Aleck walked on very busy with his thoughts, but this time they had nothing to do with lessons, nor even with examination-day, unless as an event that was to knock away his stays and launch him forth to make such headway as he might out of the quiet harbor of his schooldays. He had no fear of breasting contrary winds, or of ploughing the rough waves of life with a stout heart; the only trouble was to decide on the port he wished to clear for; and this question, though it would have been easy enough if he had had only himself to consult, seemed balanced and counterbalanced whichever way he turned. But Carter never had a suspicion that anything worried him as they worked away on the iceboat that afternoon; he only thought Aleck was the handsomest fellow and the best company in the world, and wondered how it was everything went so smoothly where he was, the rough places always melting down, as the ice and snow were vanishing outside under the shining of the March sun.
He couldn’t help telling him so at last, and Aleck laughed.
“Do they?” he said, “I didn’t know they did; but there’s something in one’s way of looking at things, I suppose. If the sun were to pull a cloud of disgust over his face every time he saw a hummock of ice, they’d be likely to hold on a little longer. Looking straight at an ugly thing, with a bright face of your own, works pretty well generally, I think;” but when Carter was gone, and lessons pretty well out of the way, Aleck had need to try his own maxim, for the question that had been on his own mind in the morning came up again in full force, and didn’t look any smoother or rounder for its brief absence.
It wasn’t a brown-stone front, like Hal Fenimore’s, in the library of which Aleck sat, but a bit of a gothic cottage slipped in between two large brick houses, with a clear sunset outlook from the rear, and a bay-window trailing with vines in front, while a tiny wing, that had begged room for itself on one side, formed a conservatory, from the windows of which flowers of every hue had refreshed the eyes of the passers-by through all the long, dreary winter months. If Creepy could but once have rested his eyes upon them! His most gorgeous dreams of what this world might be would have paled into gray twilight before their unimagined beauty.
The brick houses on either side stood guard over the cottage, as if they had taken it up for a pet, and inside its walls everything seemed to be petted as well. In every nook and corner stood some delicate, graceful thing, and every article of furniture, every picture on the walls, and every ornament about the room, seemed chosen to be loved. But the fairest ornament of all to Aleck’s eyes was the sister from whom everything else had taken its coloring and its tone, and he glanced involuntarily up from his book now and then to watch the graceful movements of her white fingers as they followed the pattern of her embroidery.

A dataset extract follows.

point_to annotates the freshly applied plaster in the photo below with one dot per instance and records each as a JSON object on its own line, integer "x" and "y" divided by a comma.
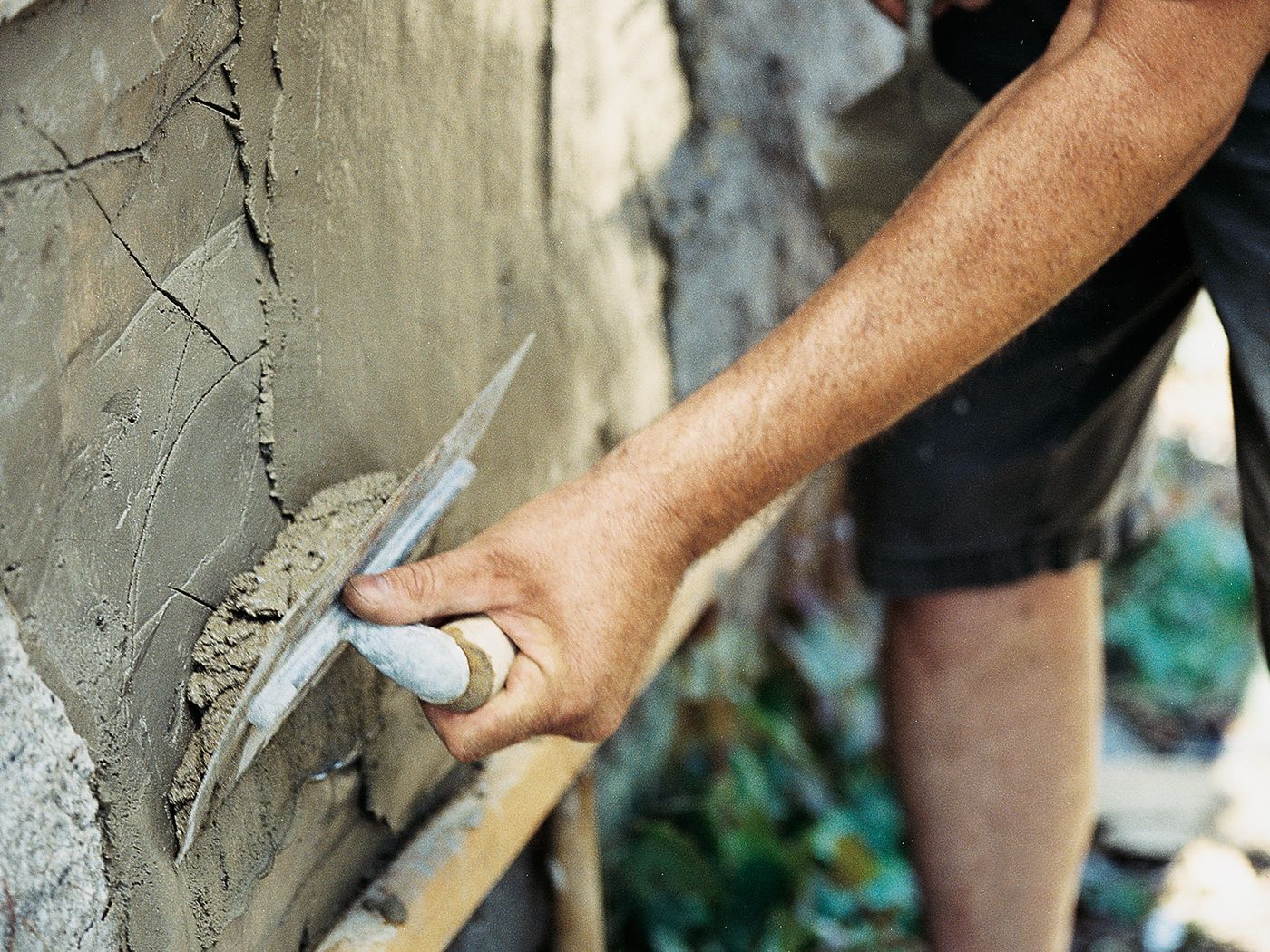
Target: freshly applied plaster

“I don’t believe there’s a fellow in the city that’s got anything to compare with her,” he thought as his eye rested on the poise of the beautiful head, the golden hair drawn back in waves and ripples from her forehead, the soft eyes drooped over their work, and the half-smile with which she followed her thoughts, whatever they might be. “I know there isn’t,” and down he plunged again into syntax, roots, and terminations.

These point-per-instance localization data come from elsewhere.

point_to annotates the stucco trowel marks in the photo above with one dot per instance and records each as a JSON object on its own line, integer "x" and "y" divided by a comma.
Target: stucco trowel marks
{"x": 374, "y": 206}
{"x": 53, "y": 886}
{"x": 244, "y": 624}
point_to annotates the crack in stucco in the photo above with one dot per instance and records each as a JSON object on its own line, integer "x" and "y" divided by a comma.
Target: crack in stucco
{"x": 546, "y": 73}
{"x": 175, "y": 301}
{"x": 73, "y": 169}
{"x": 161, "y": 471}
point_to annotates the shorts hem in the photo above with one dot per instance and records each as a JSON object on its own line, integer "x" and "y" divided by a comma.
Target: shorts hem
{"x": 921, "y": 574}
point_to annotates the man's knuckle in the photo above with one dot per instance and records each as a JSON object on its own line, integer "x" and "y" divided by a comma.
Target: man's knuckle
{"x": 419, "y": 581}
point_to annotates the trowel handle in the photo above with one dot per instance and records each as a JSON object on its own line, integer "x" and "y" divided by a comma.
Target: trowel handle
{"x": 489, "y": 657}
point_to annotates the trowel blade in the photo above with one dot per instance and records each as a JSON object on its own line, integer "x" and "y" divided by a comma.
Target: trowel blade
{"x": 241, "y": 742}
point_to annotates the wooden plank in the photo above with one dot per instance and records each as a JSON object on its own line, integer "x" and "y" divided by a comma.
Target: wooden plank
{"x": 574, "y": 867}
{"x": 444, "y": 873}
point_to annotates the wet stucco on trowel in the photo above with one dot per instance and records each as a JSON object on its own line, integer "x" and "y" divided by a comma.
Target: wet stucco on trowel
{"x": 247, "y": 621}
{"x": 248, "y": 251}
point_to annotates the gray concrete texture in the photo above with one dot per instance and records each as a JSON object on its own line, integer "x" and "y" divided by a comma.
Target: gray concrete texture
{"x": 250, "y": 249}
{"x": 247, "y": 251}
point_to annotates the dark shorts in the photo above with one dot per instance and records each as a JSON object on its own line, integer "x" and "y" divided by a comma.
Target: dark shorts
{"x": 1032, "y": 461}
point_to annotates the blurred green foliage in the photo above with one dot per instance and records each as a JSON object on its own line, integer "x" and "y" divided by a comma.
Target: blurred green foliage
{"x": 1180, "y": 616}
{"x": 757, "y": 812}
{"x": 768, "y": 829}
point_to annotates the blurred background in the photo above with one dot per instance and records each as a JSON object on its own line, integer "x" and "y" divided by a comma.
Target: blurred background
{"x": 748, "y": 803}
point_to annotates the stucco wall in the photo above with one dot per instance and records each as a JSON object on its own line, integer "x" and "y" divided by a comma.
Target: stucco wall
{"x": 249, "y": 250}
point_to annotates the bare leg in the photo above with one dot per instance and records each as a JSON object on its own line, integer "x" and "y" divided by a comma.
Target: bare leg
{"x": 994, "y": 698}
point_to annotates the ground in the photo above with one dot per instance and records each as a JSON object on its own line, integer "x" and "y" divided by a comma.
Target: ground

The brown eyes were raised at him just then, and let the embroidery wait a moment, while their owner thought what a manly, handsome fellow Aleck was, and how like his father, and how proud she should be some day when she should see him taking his father’s place in his profession, his father’s old friends welcoming him, and new ones of his own rising up on every side. There were a good many sacrifices to be made, and a good deal of waiting to be done, before that day should come, but it would repay them all a thousand times.
Aleck lost all this, deep in the mazes of an irregular verb, but he was out again by the time the eyes had gone back to their embroidery, and snatched a minute for another look and thought of his own.
“Poor old Nell!” he said to himself, “she has set her heart on making a lawyer of me, and I—” up and down went the balances again, and then the lesson would have attention once more.